Andrew C. Loheac

Graduate Student in Computational Physics and NSF Fellow
Department of Physics and Astronomy
University of North Carolina at Chapel Hill

Research in Computational Physics

I have been involved in several research projects spanning different disciplines in physics throughout my undergraduate and graduate career. The majority of my research interests lie in the application of computational techniques to the study of dynamical physical systems.

Graduate Research

I am a graduate student in the Department of Physics and Astronomy at the University of North Carolina at Chapel Hill. I am continuing to work with JoaquĆ­n Drut studying the thermodynamic properties of quantum systems using a variety of computational and numerical techniques.

We are currently:

High-Order Perturbation Theory and Complex Langevin Techniques

The sign problem is a signal-to-noise issue which plauges a vast number of interesting physical systems, and prevents Monte Carlo techniques from studying the properties of such systems. As such, we have developed a variety of analytic and numerical tools which avoid the sign problem in certain situations. Particularly, we developed a computational technique to analytically compute a high-order perturbative expansion on the lattice, and we also adapted complex Langevin methods to work in the context of computing particular observables for atomic systems.

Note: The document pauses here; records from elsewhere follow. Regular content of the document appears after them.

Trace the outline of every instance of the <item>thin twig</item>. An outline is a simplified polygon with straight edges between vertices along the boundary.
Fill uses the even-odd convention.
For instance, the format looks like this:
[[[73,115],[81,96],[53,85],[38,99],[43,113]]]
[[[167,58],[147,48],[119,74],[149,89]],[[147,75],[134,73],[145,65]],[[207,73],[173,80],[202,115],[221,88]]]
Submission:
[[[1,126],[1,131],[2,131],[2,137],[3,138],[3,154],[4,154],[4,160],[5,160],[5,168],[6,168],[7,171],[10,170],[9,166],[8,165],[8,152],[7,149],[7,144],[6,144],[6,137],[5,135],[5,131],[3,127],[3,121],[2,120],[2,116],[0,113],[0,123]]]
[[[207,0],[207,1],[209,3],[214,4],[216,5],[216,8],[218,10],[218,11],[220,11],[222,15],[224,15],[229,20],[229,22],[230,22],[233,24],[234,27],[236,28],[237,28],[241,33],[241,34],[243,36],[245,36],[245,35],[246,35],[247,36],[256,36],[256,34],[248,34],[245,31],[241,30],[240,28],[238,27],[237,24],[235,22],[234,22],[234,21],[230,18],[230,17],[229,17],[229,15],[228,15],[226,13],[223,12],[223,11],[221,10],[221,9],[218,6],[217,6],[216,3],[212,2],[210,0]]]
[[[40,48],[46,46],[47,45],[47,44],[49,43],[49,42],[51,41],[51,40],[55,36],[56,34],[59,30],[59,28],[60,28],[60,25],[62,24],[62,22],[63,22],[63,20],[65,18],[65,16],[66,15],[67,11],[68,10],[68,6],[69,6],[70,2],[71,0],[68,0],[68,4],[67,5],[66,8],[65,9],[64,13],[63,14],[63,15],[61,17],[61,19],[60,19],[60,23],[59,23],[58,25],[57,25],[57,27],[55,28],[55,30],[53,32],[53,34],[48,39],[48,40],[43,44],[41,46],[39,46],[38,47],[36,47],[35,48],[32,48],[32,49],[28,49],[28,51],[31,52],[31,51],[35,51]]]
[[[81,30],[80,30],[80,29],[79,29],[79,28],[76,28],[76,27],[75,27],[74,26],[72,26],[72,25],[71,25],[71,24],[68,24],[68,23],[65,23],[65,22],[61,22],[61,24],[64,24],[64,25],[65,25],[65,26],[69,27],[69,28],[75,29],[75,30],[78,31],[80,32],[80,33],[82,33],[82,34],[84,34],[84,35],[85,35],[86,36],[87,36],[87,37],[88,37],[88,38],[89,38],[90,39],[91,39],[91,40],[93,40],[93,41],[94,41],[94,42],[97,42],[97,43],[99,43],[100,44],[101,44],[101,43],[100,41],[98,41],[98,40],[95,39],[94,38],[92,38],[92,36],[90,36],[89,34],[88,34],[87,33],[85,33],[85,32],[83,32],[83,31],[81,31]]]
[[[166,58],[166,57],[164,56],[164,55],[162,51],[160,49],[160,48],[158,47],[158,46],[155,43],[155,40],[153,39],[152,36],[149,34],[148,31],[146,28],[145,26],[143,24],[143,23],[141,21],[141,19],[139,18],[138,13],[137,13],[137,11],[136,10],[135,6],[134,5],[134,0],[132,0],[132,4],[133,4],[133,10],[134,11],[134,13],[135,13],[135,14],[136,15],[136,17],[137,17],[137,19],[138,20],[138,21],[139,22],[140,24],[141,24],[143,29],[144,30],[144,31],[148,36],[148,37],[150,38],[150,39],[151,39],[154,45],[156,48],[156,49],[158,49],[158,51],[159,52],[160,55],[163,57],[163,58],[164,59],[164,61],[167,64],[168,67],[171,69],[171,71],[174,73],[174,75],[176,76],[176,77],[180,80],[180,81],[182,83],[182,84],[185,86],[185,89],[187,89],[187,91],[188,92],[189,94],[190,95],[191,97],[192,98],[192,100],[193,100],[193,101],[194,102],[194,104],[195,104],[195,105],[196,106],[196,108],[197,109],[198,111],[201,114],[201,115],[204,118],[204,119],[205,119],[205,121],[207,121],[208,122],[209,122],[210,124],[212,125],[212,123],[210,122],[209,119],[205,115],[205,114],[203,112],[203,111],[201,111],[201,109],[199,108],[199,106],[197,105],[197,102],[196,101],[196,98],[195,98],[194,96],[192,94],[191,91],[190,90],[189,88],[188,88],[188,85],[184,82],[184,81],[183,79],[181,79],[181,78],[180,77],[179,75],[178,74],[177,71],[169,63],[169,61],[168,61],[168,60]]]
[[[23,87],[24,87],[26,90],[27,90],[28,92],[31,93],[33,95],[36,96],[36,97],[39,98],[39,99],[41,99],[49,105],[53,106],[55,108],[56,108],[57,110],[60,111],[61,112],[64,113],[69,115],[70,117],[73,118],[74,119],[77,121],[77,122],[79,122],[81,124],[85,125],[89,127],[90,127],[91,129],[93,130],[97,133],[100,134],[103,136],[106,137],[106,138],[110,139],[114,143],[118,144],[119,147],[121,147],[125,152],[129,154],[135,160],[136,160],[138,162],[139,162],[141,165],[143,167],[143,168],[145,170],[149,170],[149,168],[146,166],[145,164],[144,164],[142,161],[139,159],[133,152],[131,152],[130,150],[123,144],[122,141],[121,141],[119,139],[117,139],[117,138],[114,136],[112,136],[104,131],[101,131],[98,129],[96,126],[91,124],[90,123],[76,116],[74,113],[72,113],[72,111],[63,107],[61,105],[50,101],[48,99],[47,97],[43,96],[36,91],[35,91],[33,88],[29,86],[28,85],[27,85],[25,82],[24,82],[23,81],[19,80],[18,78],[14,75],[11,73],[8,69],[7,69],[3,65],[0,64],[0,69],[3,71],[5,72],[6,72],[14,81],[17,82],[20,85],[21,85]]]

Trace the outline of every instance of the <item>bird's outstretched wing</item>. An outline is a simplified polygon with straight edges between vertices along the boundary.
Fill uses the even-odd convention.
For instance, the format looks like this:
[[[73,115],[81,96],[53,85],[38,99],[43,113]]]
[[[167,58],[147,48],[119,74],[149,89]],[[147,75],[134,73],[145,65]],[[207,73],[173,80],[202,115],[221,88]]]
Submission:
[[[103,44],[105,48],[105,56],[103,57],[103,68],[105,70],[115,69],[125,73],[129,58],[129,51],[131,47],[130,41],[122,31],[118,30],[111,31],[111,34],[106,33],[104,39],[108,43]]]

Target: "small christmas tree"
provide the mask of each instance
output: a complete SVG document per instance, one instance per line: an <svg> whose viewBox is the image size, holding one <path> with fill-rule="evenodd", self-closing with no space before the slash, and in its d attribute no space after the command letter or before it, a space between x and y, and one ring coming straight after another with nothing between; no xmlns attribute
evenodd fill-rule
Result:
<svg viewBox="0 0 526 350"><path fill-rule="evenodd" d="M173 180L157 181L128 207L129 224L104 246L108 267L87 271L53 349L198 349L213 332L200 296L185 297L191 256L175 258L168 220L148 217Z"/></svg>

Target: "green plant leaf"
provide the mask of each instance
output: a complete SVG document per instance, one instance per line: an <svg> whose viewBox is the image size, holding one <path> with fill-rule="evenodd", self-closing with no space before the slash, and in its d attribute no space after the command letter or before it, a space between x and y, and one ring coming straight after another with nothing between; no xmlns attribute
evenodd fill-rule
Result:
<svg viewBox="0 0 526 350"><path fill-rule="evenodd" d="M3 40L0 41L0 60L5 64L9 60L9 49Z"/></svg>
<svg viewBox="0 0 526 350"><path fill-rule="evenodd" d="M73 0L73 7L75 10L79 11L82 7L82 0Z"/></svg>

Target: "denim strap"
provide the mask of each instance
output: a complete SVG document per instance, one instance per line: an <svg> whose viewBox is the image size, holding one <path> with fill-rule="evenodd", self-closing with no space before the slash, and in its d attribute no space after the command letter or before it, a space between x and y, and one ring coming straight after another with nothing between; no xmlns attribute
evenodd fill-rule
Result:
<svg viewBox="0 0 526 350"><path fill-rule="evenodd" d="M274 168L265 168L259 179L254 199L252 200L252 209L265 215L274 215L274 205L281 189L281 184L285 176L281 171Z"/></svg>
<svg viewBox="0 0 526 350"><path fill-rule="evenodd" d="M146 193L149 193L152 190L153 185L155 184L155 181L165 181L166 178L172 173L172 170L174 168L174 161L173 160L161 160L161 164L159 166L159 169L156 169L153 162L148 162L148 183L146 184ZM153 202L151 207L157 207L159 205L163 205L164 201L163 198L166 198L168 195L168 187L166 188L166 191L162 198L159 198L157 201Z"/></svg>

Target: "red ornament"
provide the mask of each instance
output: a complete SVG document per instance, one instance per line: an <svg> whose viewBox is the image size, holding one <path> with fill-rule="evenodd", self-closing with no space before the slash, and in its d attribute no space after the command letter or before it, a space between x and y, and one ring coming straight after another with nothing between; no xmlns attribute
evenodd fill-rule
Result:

Unpolarized and Polarized Interacting Fermi Gases

Much of my early work in the group focused on characterizing the thermodynamic properties of one-dimensional systems of unpolarized and polarized fermions at finite temperature. The unpolarized case, where the population of spin-up and spin-down fermions are equal, is free of a sign-problem and relatively straightforward to study once the relevant scales are well understood. The polarized case, where the system has a non-vanishing net spin magnetization, on the other hand introduces a sign problem which we have overcome by introducing an imaginary chemical potential, which is analytically continued to the real axis.

Systems at Zero Temperature

Our group has contributed numerous publications in obtaining an understanding of strongly-interacting fermionic systems at zero temperature, in the sense that we extract the ground- and excited-state energies of systems in the few- to many-body regime as a function of various thermodynamic parameters. In the past we have studied the properties of one-dimensional systems, but are now focusing our efforts on higher dimensions with a variety of boundary conditions.

You can find more about our group here, as well as a list of my own publications here.

Undergraduate Research

Investigation of Oxygen Interactions with the Au(001) Single Crystal Facet

I spent just over a year working with Dr. Michael Pierce in the X-Ray and Surface Science Laboratory at the Rochester Institute of Technology studying the interactions of molecular oxygen and carbon monoxide with the top atomic monolayer of the Au(001) single crystal facet. At particular partial pressures and temperatures, oxygen exposure causes the surface layer to lift, or reconstruct, from a hexagonal phase to a (1x1) bulk truncated state in a reproducible and reversible fashion. We were able to map out a pressure-temperature phase diagram of the phase transition and measure associated activation energies using in-situ surface X-ray diffraction at the Advanced Photon Source at Argonne National Laboratory.

Thermodynamics of Strongly Coupled Matter

I spent the summer of 2013 at the University of North Carolina at Chapel Hill as part of the Computational Astronomy and Physics Research Experiences for Undergraduates (NSF REU) program. I worked with Dr. Joaquin Drut (whom I am working with now as a graduate student) using quantum Monte Carlo techniques to calculate the equation of state of strongly coupled fermions using a high-order virial expansion.

Molecular Dynamics Simulations of Geometrically Cohesive Granular Materials with CUDA

My first experience at combining my strengths in algorithm design and physics arose during a research project with Dr. Scott Franklin at the Complex Systems and Granular Materials Laboratory at RIT. Beginning in my freshman year and continuing into the following summer, I developed a two-dimensional simulation in MATLAB to study the rheology of geometrically cohesive granular materials using a spherocylinder based geometry. We "glued" spherocylinders together to study the dynamics of U-shaped particles, or staples, and flocking of active triangular particles. In order to study larger systems quickly, I spent a summer porting the simulation to a CUDA C++ implementation, a platform for running massively parallel scientific computations on Graphics Processing Units (GPUs). This improved simulation allowed us to study bulk properties of these materials by compressing and shearing large systems of spherostaples to see how they react to external agents.


I am currently supported by a Graduate Research Fellowship from the National Science Foundation, which offers a stipend and full tuition coverage for three years.